With the help of Branko, one of Portugal’s most acclaimed producers, and singer-songwriter/ Eurovision 2019 contestant Conan Osiris, ‘Vinte Vinte (Pranto)‘ turns into a melancholic, yet catchy pop song that aims to help us digest the traumatic year 2020.
So now we have ‘Vinte Vinte (Pranto)‘: a rapturous and rapturous song, which has passed but, above all, looks to the future. It’s a song that crosses seas never sailed before, that goes from here to China and returns in the fold of a melody, that has pain and hope in a great voice. There has never been another song like this. It’s a part of 2020, the strangest of years, but it will remain as the beginning of an inevitable path. It will be heard 100 years from now.
‘Vinte Vinte (Pranto)‘ is released on 26th of March via M.A.R and Embassy of Music.
About Ana Moura
When she took the stage with Prince, Ana already had a career, and a lifetime of immersion in that force – that of music – that always pulled her. Her relationship with music began long before she entered a studio: perhaps when, still in the womb, she heard her mother sing fado, but she also felt the sounds that came from the turntable at home playing records by Fausto and Ruy Mingas, by José Afonso and Bonga.
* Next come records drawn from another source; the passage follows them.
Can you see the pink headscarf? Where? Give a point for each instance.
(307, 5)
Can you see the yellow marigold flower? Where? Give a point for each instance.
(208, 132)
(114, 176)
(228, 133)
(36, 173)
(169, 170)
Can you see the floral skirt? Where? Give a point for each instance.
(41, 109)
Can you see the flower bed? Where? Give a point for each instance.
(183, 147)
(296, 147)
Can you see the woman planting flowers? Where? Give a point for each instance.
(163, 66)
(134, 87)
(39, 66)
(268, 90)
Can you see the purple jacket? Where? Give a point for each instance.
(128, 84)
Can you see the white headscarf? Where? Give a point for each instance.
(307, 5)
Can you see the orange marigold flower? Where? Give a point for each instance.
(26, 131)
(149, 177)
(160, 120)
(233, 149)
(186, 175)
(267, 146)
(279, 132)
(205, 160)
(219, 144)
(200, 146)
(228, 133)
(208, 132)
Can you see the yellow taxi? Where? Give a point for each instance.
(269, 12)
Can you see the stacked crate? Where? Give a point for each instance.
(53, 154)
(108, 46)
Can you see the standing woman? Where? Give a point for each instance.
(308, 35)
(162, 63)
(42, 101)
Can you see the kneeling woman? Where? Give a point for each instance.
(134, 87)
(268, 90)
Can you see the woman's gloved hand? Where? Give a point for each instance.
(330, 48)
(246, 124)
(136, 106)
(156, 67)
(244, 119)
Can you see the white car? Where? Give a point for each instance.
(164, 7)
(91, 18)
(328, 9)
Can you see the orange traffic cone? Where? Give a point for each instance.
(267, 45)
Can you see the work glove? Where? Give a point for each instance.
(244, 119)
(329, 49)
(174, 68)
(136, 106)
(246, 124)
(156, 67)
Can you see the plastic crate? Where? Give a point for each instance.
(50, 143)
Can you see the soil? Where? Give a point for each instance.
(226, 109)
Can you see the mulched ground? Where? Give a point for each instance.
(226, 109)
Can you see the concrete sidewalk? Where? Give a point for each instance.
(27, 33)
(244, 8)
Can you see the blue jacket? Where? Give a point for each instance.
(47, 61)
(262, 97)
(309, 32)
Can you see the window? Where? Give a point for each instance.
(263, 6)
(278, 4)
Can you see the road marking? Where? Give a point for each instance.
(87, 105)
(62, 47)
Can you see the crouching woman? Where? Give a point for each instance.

With her family roots in Africa, there may even be some distant echo, carried by her genetic heritage, that even before that moment had already pushed it back to what it is today. But there was a route, of course. She started by learning with the voice of her parents, who sang whenever they could. As a girl, at the same time she learned to read, she sang fado with the same effort and innocence with which she danced semba and kizomba.
Her successful debut albums Aconteceu and Para Além da Saudade allowed her to add success upon success and expand the map of her presentations, gaining a world for her voice. From the best fado houses in Lisbon, she moved to the Carnegie Hall in New York and from there to the Rolling Stones Project, an adventure led by the saxophonist of the mythical British band, Tim Ries, who mixed the songbook immortalized in the voice of Mick Jagger with performers selected from various parts of the world. Like Ana Moura, who offered her versions of ‘Brown Sugar‘ and ‘No Expectations‘.
“She has a tremendous presence and voice,” said the Guardian in 2016, recognising the strength that translates into talent, courage, and vision, and which has been the most important vector in a career that has never stopped growing toward the future.
And it was that same future that continued to unfold in her collaboration with Conan Osiris and Branko. It is the beginning of something new. The start of a future that wants to be bright. And it is Ana Moura who will illuminate it.